Author: Gideon Poki, originallly posted on World AIDS Day 2014 - World AIDS Day is a chance for people worldwide to unite in the fight against HIV and AIDS. It is a chance to show solidarity with the 35 million people living with HIV today and commemorate those who have died from AIDS.
For me, December 1st will be even more poignant as this will be the last World AIDS Day of ENR (Enhancing Nigeria’s response to HIV & AIDS), a project I’ve been heading up for the past year, and that has been reducing the spread of HIV and mitigating its impact for the last six.
I’ve been reflecting on some of my decisions and the great lessons we’ve learnt over the project’s course.
Prior to joining BBC Media Action, I’d spent most of my career working at the grassroots level with vibrant communities, mainly on health and education projects. I loved working at the community level because that’s where you get a real feel for the needs as well as the heart of the country.
With BBC Media Action, as a project manager in Abuja, I was no longer travelling between local offices on a regular basis, but I quickly realised that there are other ways to connect with communities - through our network of local media broadcast partners. Throughout its lifespan, the ENR project worked closely with radio and television broadcasters in eight of Nigeria’s 36 states. Today, those broadcasters are better equipped and skilled in creating engaging content that not only informs communities about HIV and AIDS, but encourages behaviour change and breaks down the walls of stigmatisation.
This alone is a great achievement that we and our media partners should be proud of. But the end of ENR does not mean the end of our impact.

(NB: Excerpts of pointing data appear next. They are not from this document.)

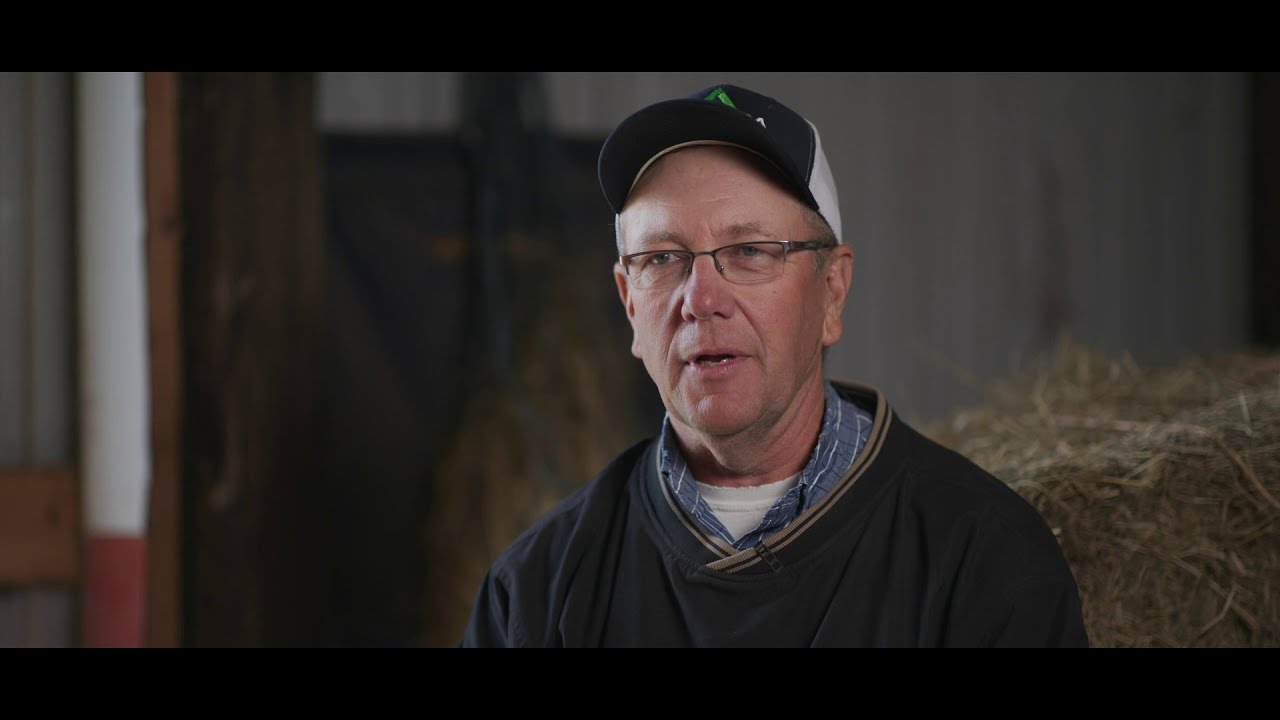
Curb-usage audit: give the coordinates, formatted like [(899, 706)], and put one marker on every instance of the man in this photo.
[(775, 507)]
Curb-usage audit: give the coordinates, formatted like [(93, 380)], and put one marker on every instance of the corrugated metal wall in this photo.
[(988, 212), (36, 317)]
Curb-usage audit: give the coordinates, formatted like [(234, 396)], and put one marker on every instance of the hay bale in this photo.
[(1161, 484)]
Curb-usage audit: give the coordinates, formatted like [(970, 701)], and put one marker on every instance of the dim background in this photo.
[(382, 332)]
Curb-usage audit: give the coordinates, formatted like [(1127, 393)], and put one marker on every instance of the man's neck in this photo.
[(757, 455)]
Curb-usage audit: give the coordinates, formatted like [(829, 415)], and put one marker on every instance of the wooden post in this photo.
[(252, 318), (164, 258)]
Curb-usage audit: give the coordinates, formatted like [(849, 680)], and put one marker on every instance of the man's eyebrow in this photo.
[(735, 232), (653, 238), (739, 231)]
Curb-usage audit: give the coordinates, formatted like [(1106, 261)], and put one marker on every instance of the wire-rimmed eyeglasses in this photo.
[(741, 263)]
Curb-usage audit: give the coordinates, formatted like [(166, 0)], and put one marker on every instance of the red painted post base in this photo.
[(114, 592)]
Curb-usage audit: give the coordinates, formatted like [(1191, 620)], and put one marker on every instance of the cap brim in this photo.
[(663, 126)]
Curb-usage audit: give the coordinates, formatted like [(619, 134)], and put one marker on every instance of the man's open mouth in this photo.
[(709, 360)]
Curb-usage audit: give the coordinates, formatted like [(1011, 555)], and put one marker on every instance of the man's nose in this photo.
[(707, 292)]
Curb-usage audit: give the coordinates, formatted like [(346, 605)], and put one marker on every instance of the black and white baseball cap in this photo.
[(722, 114)]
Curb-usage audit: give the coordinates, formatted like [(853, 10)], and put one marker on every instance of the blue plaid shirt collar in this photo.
[(845, 429)]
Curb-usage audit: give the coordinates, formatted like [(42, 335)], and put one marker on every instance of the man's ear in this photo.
[(620, 276), (837, 277)]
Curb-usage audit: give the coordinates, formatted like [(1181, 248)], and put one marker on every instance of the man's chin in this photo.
[(718, 415)]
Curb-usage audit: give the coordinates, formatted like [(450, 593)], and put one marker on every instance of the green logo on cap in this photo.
[(718, 94)]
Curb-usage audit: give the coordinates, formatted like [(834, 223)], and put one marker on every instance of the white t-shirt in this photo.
[(743, 509)]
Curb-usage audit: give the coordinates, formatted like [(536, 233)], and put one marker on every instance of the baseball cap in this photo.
[(722, 114)]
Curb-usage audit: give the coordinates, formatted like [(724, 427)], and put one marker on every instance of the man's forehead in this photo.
[(730, 232)]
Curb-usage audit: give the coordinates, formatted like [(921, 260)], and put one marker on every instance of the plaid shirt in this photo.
[(845, 428)]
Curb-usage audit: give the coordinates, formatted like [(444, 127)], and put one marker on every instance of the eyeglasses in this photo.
[(741, 263)]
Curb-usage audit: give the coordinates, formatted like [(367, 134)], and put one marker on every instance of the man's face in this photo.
[(728, 359)]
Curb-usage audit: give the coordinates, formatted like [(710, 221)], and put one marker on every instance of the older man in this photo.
[(773, 506)]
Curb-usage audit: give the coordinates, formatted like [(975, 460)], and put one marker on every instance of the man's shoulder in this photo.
[(944, 484)]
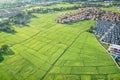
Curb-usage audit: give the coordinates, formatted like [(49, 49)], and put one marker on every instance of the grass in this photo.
[(113, 9), (51, 51)]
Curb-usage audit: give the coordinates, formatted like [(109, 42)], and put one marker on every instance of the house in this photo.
[(114, 50)]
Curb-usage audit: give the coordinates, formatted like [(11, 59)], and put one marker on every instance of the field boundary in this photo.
[(61, 55)]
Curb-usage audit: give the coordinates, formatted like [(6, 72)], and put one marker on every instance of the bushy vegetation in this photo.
[(5, 50), (47, 10)]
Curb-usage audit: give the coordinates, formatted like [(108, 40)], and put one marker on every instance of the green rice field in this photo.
[(46, 50)]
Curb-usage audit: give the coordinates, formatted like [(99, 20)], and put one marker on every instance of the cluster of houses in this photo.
[(115, 52), (88, 13)]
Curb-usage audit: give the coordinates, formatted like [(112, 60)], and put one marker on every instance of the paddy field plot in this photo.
[(46, 50)]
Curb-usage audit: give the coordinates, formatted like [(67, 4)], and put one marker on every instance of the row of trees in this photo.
[(47, 10)]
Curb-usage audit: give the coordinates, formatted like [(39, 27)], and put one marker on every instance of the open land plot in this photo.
[(51, 51)]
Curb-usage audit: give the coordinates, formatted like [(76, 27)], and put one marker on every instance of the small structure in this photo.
[(114, 49)]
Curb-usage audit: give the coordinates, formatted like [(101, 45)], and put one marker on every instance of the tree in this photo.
[(4, 47)]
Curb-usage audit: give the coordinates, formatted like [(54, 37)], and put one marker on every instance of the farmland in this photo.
[(46, 50)]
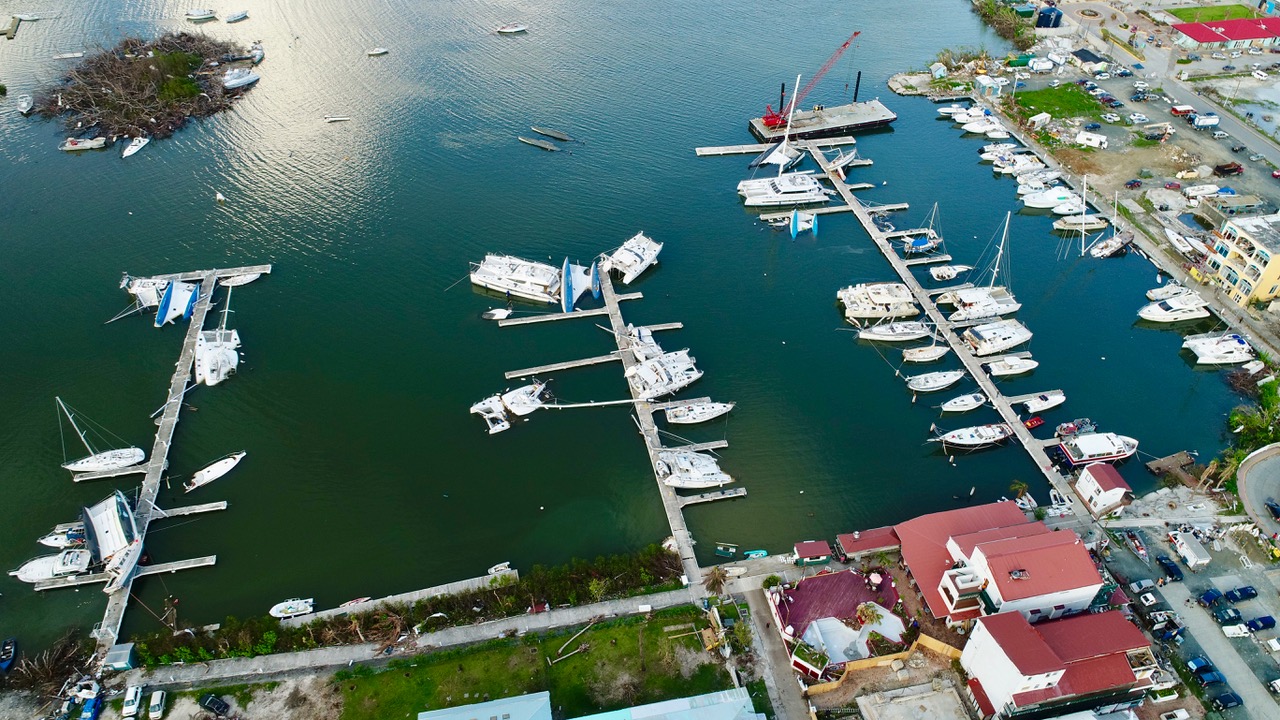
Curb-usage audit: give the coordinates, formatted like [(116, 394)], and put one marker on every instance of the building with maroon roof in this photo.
[(1093, 661), (990, 559), (1102, 490), (1229, 35)]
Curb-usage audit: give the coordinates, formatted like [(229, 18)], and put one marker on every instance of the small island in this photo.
[(147, 89)]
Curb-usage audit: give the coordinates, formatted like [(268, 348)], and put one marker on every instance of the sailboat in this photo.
[(983, 302), (95, 460), (216, 358)]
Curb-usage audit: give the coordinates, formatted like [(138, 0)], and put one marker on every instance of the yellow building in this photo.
[(1246, 260)]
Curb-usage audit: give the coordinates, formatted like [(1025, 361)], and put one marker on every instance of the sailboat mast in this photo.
[(78, 432), (786, 135), (1000, 251)]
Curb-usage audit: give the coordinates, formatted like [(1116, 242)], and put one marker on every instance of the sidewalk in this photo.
[(274, 666)]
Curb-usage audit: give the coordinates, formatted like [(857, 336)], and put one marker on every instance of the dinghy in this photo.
[(214, 470), (927, 354), (1045, 401), (965, 402), (696, 413), (933, 382), (292, 607)]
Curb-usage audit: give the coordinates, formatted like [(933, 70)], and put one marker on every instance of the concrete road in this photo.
[(1258, 702)]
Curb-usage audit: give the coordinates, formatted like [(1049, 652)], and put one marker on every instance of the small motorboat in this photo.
[(1011, 367), (74, 144), (1045, 401), (965, 402), (1075, 427), (214, 470), (976, 437), (552, 133), (895, 332), (494, 414), (292, 607), (696, 413), (933, 382), (949, 272), (135, 145), (8, 654), (927, 354), (535, 142)]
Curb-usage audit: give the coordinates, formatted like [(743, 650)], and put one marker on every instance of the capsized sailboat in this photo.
[(95, 460)]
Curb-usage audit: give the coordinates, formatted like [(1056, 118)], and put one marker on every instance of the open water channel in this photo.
[(365, 474)]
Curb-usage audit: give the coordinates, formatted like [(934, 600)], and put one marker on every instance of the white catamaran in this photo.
[(95, 460)]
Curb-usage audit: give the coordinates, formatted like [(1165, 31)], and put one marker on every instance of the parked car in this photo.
[(1210, 597), (215, 705), (1200, 664), (1170, 568), (1226, 701), (155, 709), (1228, 616), (132, 701), (1214, 678), (1260, 624)]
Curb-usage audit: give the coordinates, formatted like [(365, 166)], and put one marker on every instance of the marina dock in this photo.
[(972, 364), (109, 629), (506, 577)]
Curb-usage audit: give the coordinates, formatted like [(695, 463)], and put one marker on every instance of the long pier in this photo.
[(973, 364), (117, 602)]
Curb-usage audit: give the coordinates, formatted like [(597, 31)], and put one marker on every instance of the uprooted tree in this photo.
[(144, 87)]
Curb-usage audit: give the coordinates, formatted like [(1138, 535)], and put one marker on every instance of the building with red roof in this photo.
[(1018, 669), (1102, 490), (1239, 33), (990, 559)]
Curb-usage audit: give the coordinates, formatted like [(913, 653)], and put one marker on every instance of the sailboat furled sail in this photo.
[(95, 460)]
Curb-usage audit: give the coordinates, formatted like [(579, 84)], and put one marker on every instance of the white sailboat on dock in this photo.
[(95, 460)]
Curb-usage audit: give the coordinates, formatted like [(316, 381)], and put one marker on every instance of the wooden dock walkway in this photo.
[(109, 629), (480, 583), (92, 578), (565, 365), (104, 474), (1034, 447), (649, 432), (712, 496)]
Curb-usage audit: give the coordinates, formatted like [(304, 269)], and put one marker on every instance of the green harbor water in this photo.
[(365, 474)]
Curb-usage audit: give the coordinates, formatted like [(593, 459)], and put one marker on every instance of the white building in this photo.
[(1102, 490), (1095, 661)]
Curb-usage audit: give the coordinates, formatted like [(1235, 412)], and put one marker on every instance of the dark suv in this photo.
[(215, 705)]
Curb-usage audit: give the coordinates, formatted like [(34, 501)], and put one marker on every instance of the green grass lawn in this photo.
[(627, 662), (1064, 101), (1212, 13)]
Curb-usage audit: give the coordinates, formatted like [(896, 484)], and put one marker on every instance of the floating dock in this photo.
[(109, 629), (826, 122)]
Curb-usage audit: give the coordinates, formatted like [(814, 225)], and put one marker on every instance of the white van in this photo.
[(132, 701)]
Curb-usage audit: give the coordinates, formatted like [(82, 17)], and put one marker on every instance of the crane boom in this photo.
[(773, 119)]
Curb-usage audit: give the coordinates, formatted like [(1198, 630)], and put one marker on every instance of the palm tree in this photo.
[(714, 579), (869, 614)]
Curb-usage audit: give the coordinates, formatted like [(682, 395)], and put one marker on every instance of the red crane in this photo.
[(773, 119)]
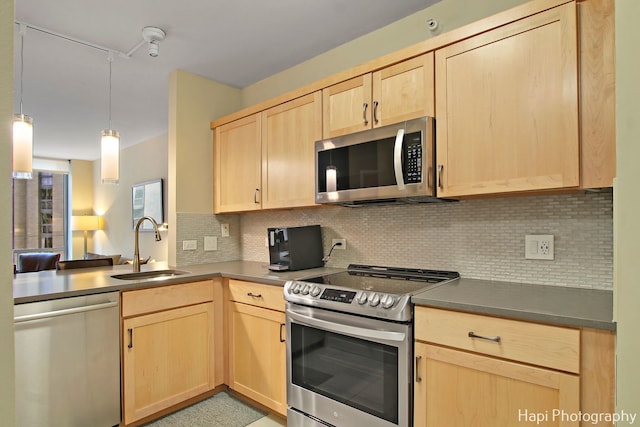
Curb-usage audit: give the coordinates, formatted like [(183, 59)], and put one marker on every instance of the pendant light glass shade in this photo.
[(22, 146), (110, 146), (110, 156), (22, 129)]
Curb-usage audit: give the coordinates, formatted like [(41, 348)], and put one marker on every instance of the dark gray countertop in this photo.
[(550, 304), (541, 303), (53, 284)]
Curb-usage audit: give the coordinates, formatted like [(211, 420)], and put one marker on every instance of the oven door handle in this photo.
[(355, 331)]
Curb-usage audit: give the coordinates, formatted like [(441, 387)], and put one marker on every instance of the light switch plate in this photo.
[(189, 245), (210, 243), (539, 246)]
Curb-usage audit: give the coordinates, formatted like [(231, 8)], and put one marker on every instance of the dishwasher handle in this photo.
[(64, 312)]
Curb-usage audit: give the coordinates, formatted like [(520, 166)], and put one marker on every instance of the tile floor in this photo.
[(269, 421)]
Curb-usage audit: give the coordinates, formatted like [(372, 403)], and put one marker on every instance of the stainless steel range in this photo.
[(350, 346)]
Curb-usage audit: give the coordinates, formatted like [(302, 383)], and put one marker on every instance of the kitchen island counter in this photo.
[(560, 305), (53, 284)]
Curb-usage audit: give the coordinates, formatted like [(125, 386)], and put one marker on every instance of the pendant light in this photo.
[(22, 129), (110, 146)]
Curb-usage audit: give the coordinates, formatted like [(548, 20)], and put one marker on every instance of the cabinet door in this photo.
[(288, 135), (168, 358), (346, 107), (257, 351), (237, 158), (507, 108), (459, 389), (404, 91)]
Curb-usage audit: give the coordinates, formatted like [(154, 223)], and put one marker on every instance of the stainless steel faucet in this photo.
[(136, 246)]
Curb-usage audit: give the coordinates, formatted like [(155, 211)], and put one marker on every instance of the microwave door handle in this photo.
[(397, 159)]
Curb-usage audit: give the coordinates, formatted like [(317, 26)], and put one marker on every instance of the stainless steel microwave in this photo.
[(389, 164)]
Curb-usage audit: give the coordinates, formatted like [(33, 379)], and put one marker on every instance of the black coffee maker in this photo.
[(295, 248)]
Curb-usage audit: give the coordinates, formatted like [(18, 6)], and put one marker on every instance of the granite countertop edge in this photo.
[(540, 303), (560, 305)]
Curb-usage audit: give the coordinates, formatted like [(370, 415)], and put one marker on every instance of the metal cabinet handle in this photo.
[(364, 113), (418, 377), (375, 112), (494, 339)]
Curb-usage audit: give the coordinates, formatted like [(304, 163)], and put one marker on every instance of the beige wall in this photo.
[(627, 206), (139, 163), (450, 14), (81, 203), (7, 397), (193, 102)]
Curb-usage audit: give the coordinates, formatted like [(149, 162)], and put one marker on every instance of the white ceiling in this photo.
[(236, 42)]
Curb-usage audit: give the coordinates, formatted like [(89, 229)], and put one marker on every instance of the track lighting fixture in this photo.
[(153, 35)]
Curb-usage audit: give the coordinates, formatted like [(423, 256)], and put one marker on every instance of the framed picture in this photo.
[(146, 200)]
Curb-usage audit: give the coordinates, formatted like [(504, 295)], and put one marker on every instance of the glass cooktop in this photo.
[(389, 280)]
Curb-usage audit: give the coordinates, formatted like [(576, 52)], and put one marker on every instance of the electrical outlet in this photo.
[(342, 246), (210, 243), (539, 246), (189, 245)]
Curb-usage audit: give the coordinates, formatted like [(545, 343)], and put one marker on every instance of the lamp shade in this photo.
[(85, 223), (110, 156), (22, 146)]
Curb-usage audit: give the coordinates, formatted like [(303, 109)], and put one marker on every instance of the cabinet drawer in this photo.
[(543, 345), (166, 297), (266, 296)]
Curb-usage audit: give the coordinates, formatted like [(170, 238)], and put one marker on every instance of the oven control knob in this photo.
[(362, 298), (387, 301), (374, 300)]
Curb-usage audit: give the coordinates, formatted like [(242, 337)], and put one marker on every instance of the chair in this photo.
[(85, 263), (37, 261)]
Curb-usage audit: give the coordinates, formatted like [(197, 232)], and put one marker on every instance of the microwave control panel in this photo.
[(413, 161)]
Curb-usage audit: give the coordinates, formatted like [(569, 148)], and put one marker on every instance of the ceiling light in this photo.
[(22, 129), (153, 35), (110, 146)]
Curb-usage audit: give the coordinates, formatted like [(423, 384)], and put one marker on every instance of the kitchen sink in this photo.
[(154, 274)]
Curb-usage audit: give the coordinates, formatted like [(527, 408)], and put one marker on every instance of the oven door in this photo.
[(348, 370)]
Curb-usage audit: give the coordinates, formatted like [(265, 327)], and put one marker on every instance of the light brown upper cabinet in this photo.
[(393, 94), (507, 108), (529, 105), (288, 135), (237, 161), (266, 160)]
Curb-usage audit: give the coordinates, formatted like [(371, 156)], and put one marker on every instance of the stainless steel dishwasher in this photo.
[(68, 362)]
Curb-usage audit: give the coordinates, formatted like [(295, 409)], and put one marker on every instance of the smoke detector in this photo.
[(153, 35)]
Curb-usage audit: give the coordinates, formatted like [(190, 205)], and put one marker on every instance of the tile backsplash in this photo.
[(481, 238)]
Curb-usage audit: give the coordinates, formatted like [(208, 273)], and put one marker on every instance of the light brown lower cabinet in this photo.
[(257, 355), (167, 345), (483, 371), (458, 388)]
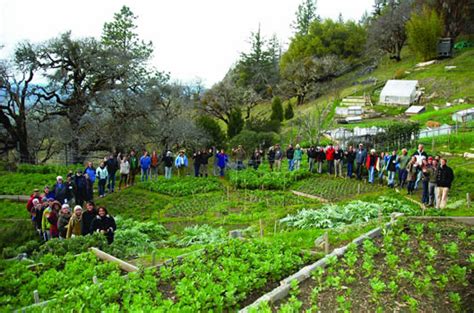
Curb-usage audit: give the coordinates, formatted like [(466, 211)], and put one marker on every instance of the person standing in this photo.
[(361, 156), (311, 158), (87, 218), (197, 158), (392, 168), (290, 154), (338, 159), (168, 162), (181, 163), (80, 188), (222, 160), (239, 157), (102, 175), (124, 171), (402, 168), (60, 190), (75, 223), (112, 167), (256, 159), (154, 165), (105, 224), (412, 173), (420, 155), (133, 160), (350, 156), (444, 180), (298, 157), (330, 151), (371, 162), (90, 170), (278, 157), (433, 170), (145, 163), (63, 221)]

I think back to when we first brought our media and civil society partners together and the jubilation of realising how they can support each other; media providing a platform with direct access into people’s homes and lives, with content born from civil society’s well of knowledge and determination to fight HIV.
An estimated three and a half million people live with HIV in Nigeria and whilst the country is better able than ever to meet their needs, HIV and AIDS will touch many lives for time to come.
Living with hope
Aminat Agboola is one such life. She is also a graduate of Media Action’s production intern scheme. I’ll never forget the day she stood up before Nigeria’s music and film industry A-listers at a forum we hosted in Lagos. They were stunned by her story. And so was I.
Aminat spoke of how she’d almost given up on children and the crushing stigmatisation she faced in her community and within the media industry. She described how ENR programmes has turned her world around and shown her that a future full of family was entirely possible. “I’m now living with hope and looking forward to bringing hope to millions of Nigerians,” she said. If we ever need to be inspired; to remember the vision that ENR set out to achieve, then think of Aminat.
Over the past six years, we’ve brought the discussion about HIV prevention and stigmatisation to millions of homes, and the ties we have forged between the media and civil society means the good work can go on.
That said, we on the ENR team aren’t quite done yet. On World AIDS Day, we will come together to announce the winners of the final BBC Media Action Annual ENR Media Awards. We hope you will join us in applauding the best and most innovative in HIV and AIDS broadcasting achievement.